Michael Cimino ainda jovem

Pode-se dizer que a perfeição venha com o tempo, através da experiência, recheada de erros que se transformem em futuros acertos. Pode ser… Aí então a chamada “obra-prima” vem realmente com o tempo. Quando chega, divide a vida do indivíduo entre o antes e o depois. O que se fez antes vai ser secundário e tudo que surgiu depois também. Toda uma trajetória vai ficar delineada por um “ponto” e o nome desse “ponto” vai ser o “nome” do indivíduo.

Por outro lado, existem carreiras relativamente regulares, que apresentam uma série de obras-primas. O que faz difícil a escolha do “melhor” trabalho. Ainda tem aqueles que têm uma carreira relativamente regular em termos de filmes modestos. Nesse caso, quase todos os filmes podem ser selecionados para ser “o melhor” (não a obra-prima!), poucos dão importância pela discussão sobre o “verdadeiro” melhor trabalho desse sicrano. Dessa forma, tanto faz. Tanto faz mesmo!

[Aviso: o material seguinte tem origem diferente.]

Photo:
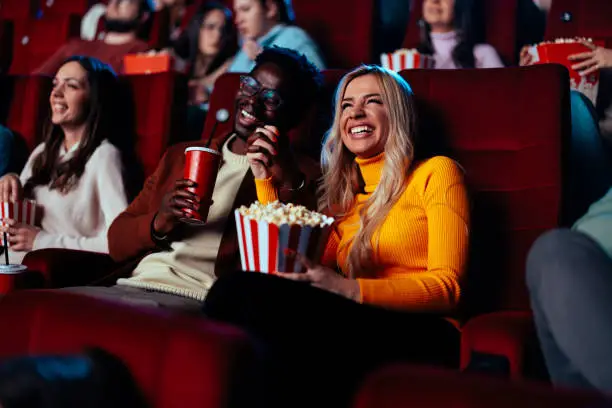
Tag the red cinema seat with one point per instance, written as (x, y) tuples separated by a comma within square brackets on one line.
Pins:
[(160, 108), (500, 26), (17, 9), (511, 141), (25, 104), (404, 386), (177, 361), (343, 29), (584, 18), (34, 41), (64, 7)]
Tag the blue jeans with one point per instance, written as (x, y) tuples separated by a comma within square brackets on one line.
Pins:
[(590, 171), (6, 148), (570, 282)]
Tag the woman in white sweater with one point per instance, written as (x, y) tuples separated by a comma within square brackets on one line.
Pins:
[(75, 176)]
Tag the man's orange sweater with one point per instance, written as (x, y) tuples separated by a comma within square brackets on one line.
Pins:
[(422, 244)]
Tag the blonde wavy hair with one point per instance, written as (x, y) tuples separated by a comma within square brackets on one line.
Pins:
[(340, 182)]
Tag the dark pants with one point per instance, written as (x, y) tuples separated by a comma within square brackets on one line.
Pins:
[(320, 345), (570, 282)]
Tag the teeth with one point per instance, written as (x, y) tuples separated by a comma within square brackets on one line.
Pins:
[(360, 129), (248, 115)]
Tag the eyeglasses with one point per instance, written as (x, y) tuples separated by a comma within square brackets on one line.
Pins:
[(249, 86)]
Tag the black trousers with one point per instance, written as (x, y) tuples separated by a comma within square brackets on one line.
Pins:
[(319, 346)]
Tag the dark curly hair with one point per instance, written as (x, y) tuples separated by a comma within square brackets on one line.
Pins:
[(307, 80), (468, 27)]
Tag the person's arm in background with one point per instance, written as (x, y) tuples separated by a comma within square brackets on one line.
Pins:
[(111, 199)]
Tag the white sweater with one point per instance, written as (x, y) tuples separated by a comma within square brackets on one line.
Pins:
[(79, 219)]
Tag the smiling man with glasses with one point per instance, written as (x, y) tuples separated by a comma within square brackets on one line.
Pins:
[(175, 263)]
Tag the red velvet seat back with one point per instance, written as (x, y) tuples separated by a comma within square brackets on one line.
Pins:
[(500, 24), (584, 18), (160, 102), (343, 29), (24, 104), (64, 7), (34, 41), (508, 129), (177, 361), (403, 386)]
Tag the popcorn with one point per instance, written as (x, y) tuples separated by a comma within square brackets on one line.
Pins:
[(278, 214), (266, 232), (406, 59), (558, 51)]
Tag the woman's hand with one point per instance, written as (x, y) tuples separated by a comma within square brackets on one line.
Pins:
[(525, 58), (251, 49), (323, 278), (591, 61), (10, 188), (21, 236)]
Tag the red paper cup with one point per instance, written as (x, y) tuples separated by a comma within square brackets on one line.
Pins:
[(24, 212), (406, 59), (263, 245), (558, 53), (201, 167), (10, 276)]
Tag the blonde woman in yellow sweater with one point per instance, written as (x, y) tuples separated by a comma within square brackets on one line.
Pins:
[(393, 266)]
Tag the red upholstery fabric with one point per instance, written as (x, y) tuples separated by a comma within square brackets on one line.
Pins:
[(64, 7), (508, 128), (589, 18), (177, 361), (510, 335), (343, 29), (17, 9), (405, 386), (160, 104), (36, 40), (25, 101), (500, 20)]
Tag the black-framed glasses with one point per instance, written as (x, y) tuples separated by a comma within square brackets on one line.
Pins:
[(249, 86)]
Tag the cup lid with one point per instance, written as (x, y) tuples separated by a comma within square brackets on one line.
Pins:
[(12, 268), (201, 149)]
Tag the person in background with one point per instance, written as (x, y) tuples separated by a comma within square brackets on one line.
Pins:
[(393, 265), (123, 18), (173, 264), (76, 175), (92, 379), (266, 23), (449, 33), (6, 149)]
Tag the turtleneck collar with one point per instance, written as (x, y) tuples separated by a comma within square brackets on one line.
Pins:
[(371, 170)]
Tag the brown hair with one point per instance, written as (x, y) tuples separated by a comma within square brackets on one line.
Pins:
[(65, 175)]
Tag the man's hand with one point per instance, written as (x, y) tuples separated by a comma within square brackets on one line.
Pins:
[(172, 207)]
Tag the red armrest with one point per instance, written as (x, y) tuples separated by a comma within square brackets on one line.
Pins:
[(506, 339), (64, 267), (408, 386)]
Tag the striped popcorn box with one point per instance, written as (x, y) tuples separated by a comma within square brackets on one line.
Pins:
[(406, 59), (263, 244)]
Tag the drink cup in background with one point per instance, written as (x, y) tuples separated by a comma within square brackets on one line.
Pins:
[(201, 167), (10, 276)]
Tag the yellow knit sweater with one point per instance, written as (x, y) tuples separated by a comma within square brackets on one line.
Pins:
[(422, 244)]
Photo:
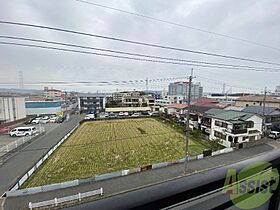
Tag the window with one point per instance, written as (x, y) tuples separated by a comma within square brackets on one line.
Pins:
[(249, 124), (221, 124), (219, 135)]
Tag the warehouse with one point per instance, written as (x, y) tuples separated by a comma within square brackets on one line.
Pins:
[(12, 109)]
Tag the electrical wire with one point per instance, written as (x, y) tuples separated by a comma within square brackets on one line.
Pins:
[(130, 58), (135, 42), (178, 24), (134, 54)]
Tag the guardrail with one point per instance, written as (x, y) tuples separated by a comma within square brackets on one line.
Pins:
[(13, 145), (57, 201)]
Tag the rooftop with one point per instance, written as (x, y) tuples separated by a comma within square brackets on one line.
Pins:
[(271, 99), (231, 115), (176, 106), (259, 110)]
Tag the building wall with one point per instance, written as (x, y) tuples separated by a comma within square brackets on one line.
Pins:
[(12, 108), (94, 104), (225, 142), (42, 107), (254, 103), (182, 88)]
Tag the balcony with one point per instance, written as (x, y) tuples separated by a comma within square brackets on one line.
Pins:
[(236, 131)]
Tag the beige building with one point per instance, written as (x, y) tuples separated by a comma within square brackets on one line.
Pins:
[(251, 100), (12, 109), (52, 93)]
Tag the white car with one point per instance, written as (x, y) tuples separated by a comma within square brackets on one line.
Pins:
[(89, 116), (36, 120), (52, 119), (274, 135), (126, 114), (44, 120), (23, 131), (136, 115)]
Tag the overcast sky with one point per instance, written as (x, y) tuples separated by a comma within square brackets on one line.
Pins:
[(257, 21)]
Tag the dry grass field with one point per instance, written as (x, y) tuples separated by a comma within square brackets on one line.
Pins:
[(106, 146)]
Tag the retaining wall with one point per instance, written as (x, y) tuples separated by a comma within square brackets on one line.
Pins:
[(15, 192)]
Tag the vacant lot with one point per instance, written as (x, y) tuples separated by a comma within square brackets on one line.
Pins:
[(105, 146)]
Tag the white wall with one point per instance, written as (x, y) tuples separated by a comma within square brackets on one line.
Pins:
[(11, 111)]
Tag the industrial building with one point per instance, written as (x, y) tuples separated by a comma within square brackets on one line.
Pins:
[(93, 103), (42, 106), (12, 109)]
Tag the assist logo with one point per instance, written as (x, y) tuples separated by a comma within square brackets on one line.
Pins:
[(252, 186)]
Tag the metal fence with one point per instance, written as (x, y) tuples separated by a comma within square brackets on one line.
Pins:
[(15, 144), (57, 201)]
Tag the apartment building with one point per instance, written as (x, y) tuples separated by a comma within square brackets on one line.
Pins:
[(234, 128), (93, 103), (51, 93), (182, 89), (251, 100), (12, 109)]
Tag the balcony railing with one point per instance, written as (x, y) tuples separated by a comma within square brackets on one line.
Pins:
[(237, 131)]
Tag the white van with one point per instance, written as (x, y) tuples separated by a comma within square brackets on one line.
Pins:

Agora, o que eu acho mais curioso ainda, são aquelas pessoas que logo na primeira tentativa produzem uma “obra-prima” e, mesmo continuado por anos no mesmo ramo, nunca consegue eclipsar o primeiro trabalho. Ou mesmo, começa a fazer, a partir do segundo trabalho, obras tão ruins e débeis que cai em esquecimento. Ninguém mais se lembra. Ai meu caro, é capaz de você encontrar essa pessoa naquelas seções de revista intulidas “onde se encontra beltrano?”, “o que anda fazendo fulano?”, ou mesmo, “você se lembra de sicrano?” (meu preferido!).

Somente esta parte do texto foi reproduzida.